A Long-Term Analysis of Polarization on Twitter


Social media has played an important role in shaping political discourse over the last decade. It is often perceived to have increased political polarization, thanks to the scale of discussions and their public nature. Here, we try to answer whether political polarization in the US on Twitter has increased over the last eight years. We analyze a large longitudinal Twitter dataset of 679,000 users and look at signs of polarization in their (i) network - how people follow political and media accounts, (ii) tweeting behavior - whether they retweet content from both sides, and (iii) content - how partisan the hashtags they use are.


  • Our data collection starts with a set of seed users.
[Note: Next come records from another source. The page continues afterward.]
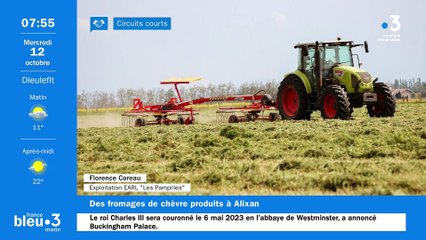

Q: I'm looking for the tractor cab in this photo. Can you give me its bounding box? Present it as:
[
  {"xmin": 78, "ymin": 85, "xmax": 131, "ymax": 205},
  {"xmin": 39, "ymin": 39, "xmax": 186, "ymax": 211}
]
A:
[{"xmin": 296, "ymin": 40, "xmax": 368, "ymax": 91}]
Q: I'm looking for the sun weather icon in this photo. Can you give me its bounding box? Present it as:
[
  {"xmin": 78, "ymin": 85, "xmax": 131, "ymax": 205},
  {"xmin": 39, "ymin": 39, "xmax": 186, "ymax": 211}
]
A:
[
  {"xmin": 28, "ymin": 105, "xmax": 48, "ymax": 121},
  {"xmin": 29, "ymin": 159, "xmax": 47, "ymax": 174}
]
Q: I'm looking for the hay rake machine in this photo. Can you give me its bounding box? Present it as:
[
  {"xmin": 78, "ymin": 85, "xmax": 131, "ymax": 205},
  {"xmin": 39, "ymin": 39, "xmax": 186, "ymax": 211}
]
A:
[{"xmin": 121, "ymin": 77, "xmax": 279, "ymax": 127}]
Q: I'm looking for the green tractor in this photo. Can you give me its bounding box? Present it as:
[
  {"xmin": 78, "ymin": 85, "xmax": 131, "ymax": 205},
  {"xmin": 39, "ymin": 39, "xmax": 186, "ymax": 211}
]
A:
[{"xmin": 277, "ymin": 39, "xmax": 396, "ymax": 120}]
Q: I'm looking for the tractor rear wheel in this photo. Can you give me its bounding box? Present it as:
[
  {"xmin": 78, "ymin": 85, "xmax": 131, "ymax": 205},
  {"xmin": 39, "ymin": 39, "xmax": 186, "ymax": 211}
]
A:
[
  {"xmin": 278, "ymin": 76, "xmax": 309, "ymax": 120},
  {"xmin": 367, "ymin": 82, "xmax": 396, "ymax": 117},
  {"xmin": 319, "ymin": 85, "xmax": 351, "ymax": 120}
]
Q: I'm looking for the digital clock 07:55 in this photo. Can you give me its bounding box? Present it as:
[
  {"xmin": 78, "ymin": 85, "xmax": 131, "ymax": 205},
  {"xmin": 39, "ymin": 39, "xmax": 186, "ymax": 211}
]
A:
[{"xmin": 21, "ymin": 18, "xmax": 55, "ymax": 28}]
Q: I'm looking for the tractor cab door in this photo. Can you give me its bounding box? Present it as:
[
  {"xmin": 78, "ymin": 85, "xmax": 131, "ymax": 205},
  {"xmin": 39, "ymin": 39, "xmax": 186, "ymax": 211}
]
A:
[
  {"xmin": 302, "ymin": 47, "xmax": 317, "ymax": 90},
  {"xmin": 322, "ymin": 46, "xmax": 338, "ymax": 80}
]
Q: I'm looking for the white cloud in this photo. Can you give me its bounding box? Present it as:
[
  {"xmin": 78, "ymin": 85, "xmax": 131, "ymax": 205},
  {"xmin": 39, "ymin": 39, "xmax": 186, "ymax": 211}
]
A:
[
  {"xmin": 271, "ymin": 12, "xmax": 286, "ymax": 24},
  {"xmin": 29, "ymin": 111, "xmax": 48, "ymax": 120}
]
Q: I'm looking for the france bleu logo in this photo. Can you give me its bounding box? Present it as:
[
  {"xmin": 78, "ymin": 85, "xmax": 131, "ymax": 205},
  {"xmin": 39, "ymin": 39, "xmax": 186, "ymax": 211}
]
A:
[{"xmin": 90, "ymin": 17, "xmax": 108, "ymax": 32}]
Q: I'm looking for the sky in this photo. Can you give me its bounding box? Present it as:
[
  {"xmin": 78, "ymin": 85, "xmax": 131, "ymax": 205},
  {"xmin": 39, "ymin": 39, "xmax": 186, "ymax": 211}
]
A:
[{"xmin": 78, "ymin": 0, "xmax": 426, "ymax": 93}]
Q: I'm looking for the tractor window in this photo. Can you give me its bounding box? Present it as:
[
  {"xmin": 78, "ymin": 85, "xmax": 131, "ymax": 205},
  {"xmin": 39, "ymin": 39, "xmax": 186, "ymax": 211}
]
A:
[
  {"xmin": 303, "ymin": 48, "xmax": 315, "ymax": 70},
  {"xmin": 323, "ymin": 46, "xmax": 337, "ymax": 69},
  {"xmin": 337, "ymin": 46, "xmax": 353, "ymax": 66},
  {"xmin": 322, "ymin": 45, "xmax": 353, "ymax": 69},
  {"xmin": 303, "ymin": 48, "xmax": 316, "ymax": 87}
]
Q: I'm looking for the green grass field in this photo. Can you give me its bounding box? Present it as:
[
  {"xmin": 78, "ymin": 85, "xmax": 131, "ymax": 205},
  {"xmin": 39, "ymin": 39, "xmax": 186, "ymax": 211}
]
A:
[{"xmin": 77, "ymin": 102, "xmax": 426, "ymax": 195}]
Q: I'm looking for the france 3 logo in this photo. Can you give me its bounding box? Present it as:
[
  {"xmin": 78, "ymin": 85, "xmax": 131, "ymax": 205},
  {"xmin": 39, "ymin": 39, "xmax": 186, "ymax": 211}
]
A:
[
  {"xmin": 13, "ymin": 213, "xmax": 61, "ymax": 232},
  {"xmin": 378, "ymin": 15, "xmax": 401, "ymax": 42},
  {"xmin": 90, "ymin": 16, "xmax": 108, "ymax": 32},
  {"xmin": 381, "ymin": 15, "xmax": 401, "ymax": 32}
]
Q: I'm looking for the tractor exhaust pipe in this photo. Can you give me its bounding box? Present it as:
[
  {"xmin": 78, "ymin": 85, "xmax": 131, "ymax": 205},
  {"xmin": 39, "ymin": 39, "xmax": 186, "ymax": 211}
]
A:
[{"xmin": 364, "ymin": 41, "xmax": 369, "ymax": 53}]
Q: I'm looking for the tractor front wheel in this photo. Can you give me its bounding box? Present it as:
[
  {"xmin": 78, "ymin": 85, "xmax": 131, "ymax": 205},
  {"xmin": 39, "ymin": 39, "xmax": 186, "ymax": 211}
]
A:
[
  {"xmin": 319, "ymin": 85, "xmax": 351, "ymax": 120},
  {"xmin": 367, "ymin": 82, "xmax": 396, "ymax": 117},
  {"xmin": 277, "ymin": 76, "xmax": 309, "ymax": 120}
]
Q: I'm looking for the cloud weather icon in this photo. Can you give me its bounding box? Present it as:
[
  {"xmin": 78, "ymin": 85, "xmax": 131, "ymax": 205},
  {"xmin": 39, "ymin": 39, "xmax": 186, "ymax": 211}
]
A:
[{"xmin": 29, "ymin": 106, "xmax": 48, "ymax": 121}]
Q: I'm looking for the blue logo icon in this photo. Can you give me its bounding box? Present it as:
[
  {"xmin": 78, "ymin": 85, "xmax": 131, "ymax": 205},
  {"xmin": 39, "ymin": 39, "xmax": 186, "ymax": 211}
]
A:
[
  {"xmin": 90, "ymin": 17, "xmax": 108, "ymax": 32},
  {"xmin": 380, "ymin": 15, "xmax": 400, "ymax": 32}
]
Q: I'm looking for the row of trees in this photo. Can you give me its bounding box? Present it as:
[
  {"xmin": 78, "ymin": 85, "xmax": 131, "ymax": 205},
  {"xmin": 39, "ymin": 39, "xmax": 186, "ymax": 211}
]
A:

This set consists of (i) presidential/vice presidential candidates and their parties over the last 8 years., (ii) popular partisan media accounts, from the Pew Research report on media consumption habits. Based on these seed users, collected two datasets for the project:
  • Followers data: For each seed user, we obtained all their followers. The com- bined set of all followers for all seed accounts gave us a total of 140M users. We estimated the time when a user fol- lowed a particular seed account using the method proposed by Meeder et al.. This data dates back to follow times estimated since 2009.
  • Retweeters data: For the set of seed politicians, we obtained all their public, historic tweets. The earliest tweets in this collection date back to 2006. For each collected tweet, we used the Twitter API to collect up to 100 retweets. This gave us a set of 1.3M unique users who retweeted a political entity since 2006. We randomly sampled 50% of these users (679,000), and used the Twitter API to get 3,200 of their most recent tweets in December 2016. This gave us more than 2 billion tweets, dating back to 2007.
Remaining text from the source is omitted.